Is it bad that I read this as; "hey, you could make a bullet hell shooter set in World War I, someone should totally do that"?
To be honest, with the heavy rise of reactionary AI, I'd be interested if the idea were picked up by a popular game studio. While most games nowadays have set enemy starting points coupled with densely cause-and-effect AI that respond to your location/actions (to make gameplay semi-similar to the atrocity of on-line play and "reality") or AI that's about as interesting as a pop-up book, I'd love to see a revival of challenging "puzzles and patterns" type games like Battletoads, Contra, and maybe Portal (for lack of a better Puzzler.)

Giving AI more difficult and complex patterns over the course of a game (thus rewarding completion rather than scavenger hunting) doesn't really happen anymore.
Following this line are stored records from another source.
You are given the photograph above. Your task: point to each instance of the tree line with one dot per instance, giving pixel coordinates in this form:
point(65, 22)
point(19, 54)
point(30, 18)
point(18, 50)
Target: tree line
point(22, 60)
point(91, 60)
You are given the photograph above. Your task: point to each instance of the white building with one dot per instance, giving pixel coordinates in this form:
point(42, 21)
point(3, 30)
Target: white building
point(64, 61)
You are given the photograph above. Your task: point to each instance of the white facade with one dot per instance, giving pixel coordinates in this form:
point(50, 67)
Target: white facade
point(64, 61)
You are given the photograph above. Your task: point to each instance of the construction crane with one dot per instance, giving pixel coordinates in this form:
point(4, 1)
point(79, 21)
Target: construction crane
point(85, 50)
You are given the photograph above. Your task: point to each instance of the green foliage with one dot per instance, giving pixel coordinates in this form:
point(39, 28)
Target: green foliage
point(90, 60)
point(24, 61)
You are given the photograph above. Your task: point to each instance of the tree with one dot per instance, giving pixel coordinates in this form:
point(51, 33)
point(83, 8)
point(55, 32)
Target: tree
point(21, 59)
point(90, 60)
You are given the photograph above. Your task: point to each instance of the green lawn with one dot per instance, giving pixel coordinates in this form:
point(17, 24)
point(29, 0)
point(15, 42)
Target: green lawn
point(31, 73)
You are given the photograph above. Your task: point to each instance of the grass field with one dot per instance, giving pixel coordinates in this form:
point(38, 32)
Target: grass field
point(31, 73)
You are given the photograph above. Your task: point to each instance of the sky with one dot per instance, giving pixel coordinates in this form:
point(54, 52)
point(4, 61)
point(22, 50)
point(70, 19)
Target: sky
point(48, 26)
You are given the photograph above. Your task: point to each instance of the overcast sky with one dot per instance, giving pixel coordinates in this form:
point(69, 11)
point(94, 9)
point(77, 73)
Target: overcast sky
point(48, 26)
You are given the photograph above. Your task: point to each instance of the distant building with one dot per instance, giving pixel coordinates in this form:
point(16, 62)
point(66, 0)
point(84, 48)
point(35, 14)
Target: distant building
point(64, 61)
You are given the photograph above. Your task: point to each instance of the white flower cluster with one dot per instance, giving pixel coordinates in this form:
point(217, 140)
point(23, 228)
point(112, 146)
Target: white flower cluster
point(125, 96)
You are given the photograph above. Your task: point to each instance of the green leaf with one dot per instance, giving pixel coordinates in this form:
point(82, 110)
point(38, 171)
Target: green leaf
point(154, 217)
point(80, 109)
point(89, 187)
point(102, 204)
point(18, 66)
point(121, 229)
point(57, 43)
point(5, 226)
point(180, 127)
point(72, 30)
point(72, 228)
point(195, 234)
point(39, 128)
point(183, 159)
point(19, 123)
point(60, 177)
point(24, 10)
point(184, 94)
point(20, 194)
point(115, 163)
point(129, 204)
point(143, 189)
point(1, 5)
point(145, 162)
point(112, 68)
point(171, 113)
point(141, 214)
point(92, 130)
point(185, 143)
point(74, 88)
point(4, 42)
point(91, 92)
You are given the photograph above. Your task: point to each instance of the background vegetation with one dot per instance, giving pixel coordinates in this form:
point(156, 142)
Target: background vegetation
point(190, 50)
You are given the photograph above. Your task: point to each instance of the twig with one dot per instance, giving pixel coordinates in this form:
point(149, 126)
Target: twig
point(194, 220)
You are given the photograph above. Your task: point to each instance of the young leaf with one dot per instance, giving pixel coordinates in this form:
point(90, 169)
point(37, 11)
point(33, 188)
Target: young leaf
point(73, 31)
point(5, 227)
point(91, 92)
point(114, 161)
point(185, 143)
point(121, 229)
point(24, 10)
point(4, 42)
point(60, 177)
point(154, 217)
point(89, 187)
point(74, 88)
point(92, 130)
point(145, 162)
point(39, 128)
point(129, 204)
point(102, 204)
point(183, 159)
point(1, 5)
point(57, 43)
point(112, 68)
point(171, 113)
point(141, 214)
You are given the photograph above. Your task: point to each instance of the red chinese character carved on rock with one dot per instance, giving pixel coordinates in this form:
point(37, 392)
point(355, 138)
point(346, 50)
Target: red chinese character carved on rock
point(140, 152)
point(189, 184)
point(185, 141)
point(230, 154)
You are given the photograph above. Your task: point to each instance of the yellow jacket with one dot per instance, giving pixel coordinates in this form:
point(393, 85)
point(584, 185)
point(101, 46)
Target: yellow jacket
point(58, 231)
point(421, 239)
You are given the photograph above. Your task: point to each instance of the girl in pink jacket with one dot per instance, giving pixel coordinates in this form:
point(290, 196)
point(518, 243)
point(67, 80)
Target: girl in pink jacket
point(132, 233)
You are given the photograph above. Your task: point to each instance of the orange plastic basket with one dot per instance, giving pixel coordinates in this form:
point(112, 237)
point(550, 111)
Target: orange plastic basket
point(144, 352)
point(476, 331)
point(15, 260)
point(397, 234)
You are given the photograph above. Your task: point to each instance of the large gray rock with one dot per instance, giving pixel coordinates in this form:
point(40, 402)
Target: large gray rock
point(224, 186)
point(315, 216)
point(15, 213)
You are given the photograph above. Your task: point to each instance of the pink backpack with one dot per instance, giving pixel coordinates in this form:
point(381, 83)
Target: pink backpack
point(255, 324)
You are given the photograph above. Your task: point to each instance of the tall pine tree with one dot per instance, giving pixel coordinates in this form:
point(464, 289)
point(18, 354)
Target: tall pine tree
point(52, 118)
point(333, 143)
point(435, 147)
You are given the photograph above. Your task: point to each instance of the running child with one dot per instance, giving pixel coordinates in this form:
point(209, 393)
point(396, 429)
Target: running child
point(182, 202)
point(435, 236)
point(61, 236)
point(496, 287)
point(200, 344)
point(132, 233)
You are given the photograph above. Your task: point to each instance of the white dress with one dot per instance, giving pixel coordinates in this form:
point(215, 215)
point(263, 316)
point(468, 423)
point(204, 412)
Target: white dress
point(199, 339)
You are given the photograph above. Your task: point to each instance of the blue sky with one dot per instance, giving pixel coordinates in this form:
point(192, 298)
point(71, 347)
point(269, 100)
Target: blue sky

Now, you basically coast through the same general difficulty (eventually resulting in dealing with more and more enemies,) and nothing other than graphics stands out during the experience.

If Demon/Dark Souls could achieve astonishing popularity as of late, I imagine that a shiny new take on Bullet Hell could gain surprising popularity (if it doesn't result in games that look and play like those out-dated "pilot a spaceship or plane as we scroll our way through heavy fire" games.) Putting a unique take on it in a popular war setting would probably pull in your typical first-person shooter nuts and gain popularity for the genre (if it's done by a big game studio and not just an indie group.)